On dissipative and non-unitary solutions to operator commutation relations

TL;DR

This paper investigates generalized semi-Weyl commutation relations involving operators and affine group actions, establishing fixed point theorems and exploring solutions that include dissipative and non-unitary cases, revealing diverse representations.

Contribution

It introduces fixed point theorems for flows induced by affine group actions on operators and characterizes solutions to generalized Weyl relations, including dissipative and non-unitary representations.

Findings

Fixed point theorems for flows on operator unit balls.

Existence of non-unitarily equivalent dissipative solutions.

Strengthened results for deficiency indices (1,1).

Abstract

We study the (generalized) semi-Weyl commutation relations $$ U_gAU_g^*=g(A) \quad \text{ on }\quad \Dom(A), $$ where $A$ is a densely defined operator and $G\ni g\mapsto U_g$ is a unitary representation of the subgroup $G$ of the affine group $\cG$, the group of affine transformations of the real axis preserving the orientation.

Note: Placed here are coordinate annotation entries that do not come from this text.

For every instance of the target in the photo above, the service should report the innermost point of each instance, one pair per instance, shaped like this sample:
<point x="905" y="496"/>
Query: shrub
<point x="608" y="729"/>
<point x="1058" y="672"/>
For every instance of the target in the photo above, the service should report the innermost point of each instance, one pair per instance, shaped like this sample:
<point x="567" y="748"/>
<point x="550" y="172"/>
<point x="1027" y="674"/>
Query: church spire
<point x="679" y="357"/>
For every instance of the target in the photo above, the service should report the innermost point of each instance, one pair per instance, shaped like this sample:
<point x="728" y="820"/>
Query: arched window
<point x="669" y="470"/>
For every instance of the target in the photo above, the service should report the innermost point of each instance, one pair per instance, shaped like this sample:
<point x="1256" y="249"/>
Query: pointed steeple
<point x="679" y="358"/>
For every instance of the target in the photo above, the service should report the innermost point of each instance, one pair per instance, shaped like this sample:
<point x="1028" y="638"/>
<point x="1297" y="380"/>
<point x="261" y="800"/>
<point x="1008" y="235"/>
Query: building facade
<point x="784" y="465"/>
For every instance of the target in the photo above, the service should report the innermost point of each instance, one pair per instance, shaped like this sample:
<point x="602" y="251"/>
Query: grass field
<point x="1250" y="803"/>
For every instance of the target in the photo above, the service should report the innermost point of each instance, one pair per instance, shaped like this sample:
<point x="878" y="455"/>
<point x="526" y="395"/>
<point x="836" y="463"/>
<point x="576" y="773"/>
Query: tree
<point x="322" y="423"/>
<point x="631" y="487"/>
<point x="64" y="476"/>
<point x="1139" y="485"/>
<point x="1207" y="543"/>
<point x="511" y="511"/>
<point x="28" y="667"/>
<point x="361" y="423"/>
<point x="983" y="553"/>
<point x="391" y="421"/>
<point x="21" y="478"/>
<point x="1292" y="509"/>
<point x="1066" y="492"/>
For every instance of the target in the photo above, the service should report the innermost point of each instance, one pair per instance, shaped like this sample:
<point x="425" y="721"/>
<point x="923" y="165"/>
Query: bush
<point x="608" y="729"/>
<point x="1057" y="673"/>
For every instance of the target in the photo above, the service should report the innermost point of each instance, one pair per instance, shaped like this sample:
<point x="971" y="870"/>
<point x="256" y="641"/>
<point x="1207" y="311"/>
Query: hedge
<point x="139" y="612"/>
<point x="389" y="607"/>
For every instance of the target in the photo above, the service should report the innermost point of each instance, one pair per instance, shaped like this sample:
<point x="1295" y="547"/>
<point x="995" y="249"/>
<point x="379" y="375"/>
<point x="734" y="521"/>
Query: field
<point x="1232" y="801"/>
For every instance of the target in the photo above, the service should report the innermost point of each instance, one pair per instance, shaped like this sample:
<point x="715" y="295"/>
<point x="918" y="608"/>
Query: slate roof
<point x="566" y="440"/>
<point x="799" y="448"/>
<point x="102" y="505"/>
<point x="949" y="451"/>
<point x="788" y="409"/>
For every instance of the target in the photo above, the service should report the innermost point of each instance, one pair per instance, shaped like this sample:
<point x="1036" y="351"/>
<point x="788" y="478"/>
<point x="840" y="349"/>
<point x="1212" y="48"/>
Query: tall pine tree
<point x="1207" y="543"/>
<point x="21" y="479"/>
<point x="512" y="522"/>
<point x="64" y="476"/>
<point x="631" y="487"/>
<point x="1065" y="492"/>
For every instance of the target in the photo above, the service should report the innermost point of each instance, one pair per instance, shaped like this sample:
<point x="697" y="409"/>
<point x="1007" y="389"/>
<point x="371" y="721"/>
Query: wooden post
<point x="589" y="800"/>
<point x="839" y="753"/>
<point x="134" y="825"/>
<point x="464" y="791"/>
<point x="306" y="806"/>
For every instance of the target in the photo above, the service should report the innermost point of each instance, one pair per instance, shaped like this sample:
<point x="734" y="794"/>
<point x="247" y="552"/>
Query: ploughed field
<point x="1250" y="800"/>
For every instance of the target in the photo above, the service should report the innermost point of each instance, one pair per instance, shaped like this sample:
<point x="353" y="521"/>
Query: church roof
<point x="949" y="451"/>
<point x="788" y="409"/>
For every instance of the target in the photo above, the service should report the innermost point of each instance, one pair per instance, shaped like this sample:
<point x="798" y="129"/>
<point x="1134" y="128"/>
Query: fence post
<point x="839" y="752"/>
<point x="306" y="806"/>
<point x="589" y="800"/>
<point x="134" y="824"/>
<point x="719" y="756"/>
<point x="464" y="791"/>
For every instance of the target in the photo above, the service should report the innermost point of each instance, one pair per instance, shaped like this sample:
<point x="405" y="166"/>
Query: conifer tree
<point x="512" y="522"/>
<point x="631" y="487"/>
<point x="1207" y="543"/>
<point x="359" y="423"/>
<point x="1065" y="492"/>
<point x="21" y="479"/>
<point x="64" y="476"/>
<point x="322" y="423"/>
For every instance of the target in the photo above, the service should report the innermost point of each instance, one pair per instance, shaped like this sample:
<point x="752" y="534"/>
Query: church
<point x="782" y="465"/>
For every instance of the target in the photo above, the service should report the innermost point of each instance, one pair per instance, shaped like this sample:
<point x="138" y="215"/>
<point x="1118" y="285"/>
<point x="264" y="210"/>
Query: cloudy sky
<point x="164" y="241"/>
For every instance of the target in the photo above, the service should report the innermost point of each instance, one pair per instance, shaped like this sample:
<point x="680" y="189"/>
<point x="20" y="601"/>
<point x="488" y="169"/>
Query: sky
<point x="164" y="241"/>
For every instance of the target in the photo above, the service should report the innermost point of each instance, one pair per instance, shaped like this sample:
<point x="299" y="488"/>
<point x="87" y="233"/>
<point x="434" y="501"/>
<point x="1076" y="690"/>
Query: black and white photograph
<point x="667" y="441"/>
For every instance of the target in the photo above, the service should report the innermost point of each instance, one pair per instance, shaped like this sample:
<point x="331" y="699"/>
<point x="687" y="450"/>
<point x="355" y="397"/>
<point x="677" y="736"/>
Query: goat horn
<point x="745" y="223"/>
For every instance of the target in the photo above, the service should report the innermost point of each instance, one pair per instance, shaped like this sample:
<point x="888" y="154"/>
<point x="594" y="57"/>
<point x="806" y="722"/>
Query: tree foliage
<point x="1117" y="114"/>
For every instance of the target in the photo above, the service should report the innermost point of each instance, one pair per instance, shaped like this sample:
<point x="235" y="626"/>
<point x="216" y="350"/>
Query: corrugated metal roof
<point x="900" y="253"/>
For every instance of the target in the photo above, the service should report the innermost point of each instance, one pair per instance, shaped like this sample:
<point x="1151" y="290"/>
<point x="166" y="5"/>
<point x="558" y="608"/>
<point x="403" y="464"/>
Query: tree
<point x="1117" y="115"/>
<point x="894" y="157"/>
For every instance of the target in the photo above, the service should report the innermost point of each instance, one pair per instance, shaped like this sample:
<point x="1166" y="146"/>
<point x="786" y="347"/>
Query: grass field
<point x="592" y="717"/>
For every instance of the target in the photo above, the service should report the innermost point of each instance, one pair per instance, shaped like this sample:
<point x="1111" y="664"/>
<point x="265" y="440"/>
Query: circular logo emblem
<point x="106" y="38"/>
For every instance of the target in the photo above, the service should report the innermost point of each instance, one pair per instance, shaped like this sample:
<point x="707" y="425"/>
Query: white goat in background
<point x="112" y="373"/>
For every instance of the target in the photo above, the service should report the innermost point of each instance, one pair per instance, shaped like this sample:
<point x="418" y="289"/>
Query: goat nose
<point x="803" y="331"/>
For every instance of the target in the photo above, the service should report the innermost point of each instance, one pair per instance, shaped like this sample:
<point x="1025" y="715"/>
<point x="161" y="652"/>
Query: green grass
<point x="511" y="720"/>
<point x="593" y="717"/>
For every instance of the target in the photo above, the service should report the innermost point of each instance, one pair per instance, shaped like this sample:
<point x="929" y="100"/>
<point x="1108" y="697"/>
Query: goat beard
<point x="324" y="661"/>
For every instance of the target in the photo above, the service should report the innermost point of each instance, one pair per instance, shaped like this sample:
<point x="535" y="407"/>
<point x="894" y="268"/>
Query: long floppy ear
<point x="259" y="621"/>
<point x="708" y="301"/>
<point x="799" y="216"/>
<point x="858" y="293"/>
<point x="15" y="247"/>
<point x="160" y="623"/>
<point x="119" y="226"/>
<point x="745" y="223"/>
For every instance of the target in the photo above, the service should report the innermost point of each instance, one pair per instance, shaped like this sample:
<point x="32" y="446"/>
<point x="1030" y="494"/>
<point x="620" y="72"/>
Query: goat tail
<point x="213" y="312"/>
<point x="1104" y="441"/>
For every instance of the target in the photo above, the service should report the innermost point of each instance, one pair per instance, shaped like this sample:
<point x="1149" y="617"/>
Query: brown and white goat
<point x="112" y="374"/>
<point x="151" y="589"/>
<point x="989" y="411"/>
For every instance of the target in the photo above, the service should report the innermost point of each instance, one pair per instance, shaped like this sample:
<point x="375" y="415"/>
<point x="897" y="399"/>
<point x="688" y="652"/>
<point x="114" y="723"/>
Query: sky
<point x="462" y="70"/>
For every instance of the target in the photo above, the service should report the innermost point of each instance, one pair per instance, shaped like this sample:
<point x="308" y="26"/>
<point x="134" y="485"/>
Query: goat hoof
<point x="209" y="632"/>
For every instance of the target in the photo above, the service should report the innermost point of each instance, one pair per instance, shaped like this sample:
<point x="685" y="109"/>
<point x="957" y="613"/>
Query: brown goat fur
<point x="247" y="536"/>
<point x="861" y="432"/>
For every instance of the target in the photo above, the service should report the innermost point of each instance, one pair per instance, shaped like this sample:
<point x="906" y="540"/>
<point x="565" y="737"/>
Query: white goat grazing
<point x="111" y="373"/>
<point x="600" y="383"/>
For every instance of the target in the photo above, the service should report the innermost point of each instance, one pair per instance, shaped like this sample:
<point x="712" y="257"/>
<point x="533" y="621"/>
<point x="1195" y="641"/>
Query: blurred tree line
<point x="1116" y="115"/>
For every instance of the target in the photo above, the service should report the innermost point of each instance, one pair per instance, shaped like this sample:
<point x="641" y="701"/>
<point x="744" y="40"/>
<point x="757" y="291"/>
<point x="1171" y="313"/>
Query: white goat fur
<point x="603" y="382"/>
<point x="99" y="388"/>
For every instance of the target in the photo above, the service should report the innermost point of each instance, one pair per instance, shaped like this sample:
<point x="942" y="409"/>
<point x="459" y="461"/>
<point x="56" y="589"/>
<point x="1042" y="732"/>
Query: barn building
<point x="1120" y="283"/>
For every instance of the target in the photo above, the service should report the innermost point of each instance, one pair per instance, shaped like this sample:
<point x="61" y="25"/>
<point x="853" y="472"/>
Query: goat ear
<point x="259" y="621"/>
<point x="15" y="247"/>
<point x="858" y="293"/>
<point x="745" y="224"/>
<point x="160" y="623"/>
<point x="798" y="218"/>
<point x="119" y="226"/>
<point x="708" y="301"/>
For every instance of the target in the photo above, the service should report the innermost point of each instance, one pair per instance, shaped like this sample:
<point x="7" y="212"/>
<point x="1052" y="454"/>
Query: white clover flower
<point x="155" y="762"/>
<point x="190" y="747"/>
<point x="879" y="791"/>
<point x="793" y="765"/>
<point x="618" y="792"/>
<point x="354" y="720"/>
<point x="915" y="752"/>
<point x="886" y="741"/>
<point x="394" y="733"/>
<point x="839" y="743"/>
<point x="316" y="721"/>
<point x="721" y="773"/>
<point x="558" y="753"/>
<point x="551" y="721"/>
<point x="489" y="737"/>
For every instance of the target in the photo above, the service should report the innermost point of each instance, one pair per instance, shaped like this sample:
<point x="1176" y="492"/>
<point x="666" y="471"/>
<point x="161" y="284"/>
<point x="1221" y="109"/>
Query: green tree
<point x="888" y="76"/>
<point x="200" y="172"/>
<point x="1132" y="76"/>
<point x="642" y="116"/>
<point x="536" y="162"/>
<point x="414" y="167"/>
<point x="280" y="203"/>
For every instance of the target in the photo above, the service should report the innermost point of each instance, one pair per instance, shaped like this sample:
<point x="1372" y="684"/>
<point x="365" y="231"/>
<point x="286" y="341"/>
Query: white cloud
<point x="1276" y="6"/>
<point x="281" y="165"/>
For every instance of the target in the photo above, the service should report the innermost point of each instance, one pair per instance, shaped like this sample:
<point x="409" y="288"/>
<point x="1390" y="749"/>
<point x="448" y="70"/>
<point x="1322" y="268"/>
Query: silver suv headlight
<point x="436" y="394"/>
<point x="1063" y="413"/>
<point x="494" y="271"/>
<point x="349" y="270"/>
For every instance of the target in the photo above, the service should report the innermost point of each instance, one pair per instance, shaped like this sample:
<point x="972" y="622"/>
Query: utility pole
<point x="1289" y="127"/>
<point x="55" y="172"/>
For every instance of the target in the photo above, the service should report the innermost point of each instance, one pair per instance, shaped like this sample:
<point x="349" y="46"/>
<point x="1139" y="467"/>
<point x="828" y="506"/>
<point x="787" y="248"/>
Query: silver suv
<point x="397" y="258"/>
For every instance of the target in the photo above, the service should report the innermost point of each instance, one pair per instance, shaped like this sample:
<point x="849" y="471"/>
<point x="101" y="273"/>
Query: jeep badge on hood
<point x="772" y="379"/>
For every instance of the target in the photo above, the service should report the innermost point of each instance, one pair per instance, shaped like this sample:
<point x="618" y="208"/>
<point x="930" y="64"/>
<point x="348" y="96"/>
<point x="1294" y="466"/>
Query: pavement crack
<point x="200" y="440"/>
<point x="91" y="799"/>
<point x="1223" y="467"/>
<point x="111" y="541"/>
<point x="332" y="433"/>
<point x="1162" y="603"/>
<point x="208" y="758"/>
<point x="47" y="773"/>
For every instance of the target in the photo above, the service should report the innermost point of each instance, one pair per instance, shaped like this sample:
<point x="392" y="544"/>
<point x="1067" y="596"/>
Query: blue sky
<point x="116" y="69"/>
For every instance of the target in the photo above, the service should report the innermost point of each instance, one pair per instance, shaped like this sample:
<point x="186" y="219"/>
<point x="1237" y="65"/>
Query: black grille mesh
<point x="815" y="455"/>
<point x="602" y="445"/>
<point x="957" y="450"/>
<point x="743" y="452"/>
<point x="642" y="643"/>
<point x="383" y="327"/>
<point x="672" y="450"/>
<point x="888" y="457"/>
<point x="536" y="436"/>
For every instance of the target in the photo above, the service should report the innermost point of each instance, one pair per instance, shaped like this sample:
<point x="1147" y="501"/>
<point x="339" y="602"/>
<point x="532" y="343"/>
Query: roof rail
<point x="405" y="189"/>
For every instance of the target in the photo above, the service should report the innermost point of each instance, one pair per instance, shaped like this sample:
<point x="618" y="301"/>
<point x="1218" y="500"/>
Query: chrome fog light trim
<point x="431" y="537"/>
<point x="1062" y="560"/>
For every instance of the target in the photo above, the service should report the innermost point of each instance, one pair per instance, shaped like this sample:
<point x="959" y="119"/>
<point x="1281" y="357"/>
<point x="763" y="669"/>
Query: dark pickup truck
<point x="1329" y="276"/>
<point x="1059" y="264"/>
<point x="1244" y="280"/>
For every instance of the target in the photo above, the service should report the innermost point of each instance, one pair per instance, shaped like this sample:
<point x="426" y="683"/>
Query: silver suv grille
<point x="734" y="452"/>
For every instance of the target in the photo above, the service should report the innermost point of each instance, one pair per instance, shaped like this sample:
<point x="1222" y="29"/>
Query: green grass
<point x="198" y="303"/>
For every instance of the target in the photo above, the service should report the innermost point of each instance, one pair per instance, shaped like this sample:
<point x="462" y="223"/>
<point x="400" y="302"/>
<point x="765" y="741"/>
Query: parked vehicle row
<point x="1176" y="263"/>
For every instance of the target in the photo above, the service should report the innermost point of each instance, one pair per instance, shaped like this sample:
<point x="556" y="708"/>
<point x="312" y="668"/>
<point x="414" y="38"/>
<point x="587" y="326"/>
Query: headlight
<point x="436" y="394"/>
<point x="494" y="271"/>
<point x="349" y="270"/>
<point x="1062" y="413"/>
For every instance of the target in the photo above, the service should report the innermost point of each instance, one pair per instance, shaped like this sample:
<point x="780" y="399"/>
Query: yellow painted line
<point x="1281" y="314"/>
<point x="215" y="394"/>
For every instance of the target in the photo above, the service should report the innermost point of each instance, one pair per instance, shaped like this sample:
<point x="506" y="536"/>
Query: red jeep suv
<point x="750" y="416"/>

If $A$ is a symmetric operator, the group $G$ induces an action/flow on the operator unit ball of contractive transformations from $\Ker (A^*-iI)$ to $\Ker (A^*+iI)$. We establish several fixed point theorems for this flow. In the case of one-parameter continuous subgroups of linear transformations, self-adjoint (maximal dissipative) operators associated with the fixed points of the flow give rise to solutions of the (restricted) generalized Weyl commutation relations. We show that in the dissipative setting, the restricted Weyl relations admit a variety of non-unitarily equivalent representations. In the case of deficiency indices $(1,1)$, our general results can be strengthened to the level of an alternative.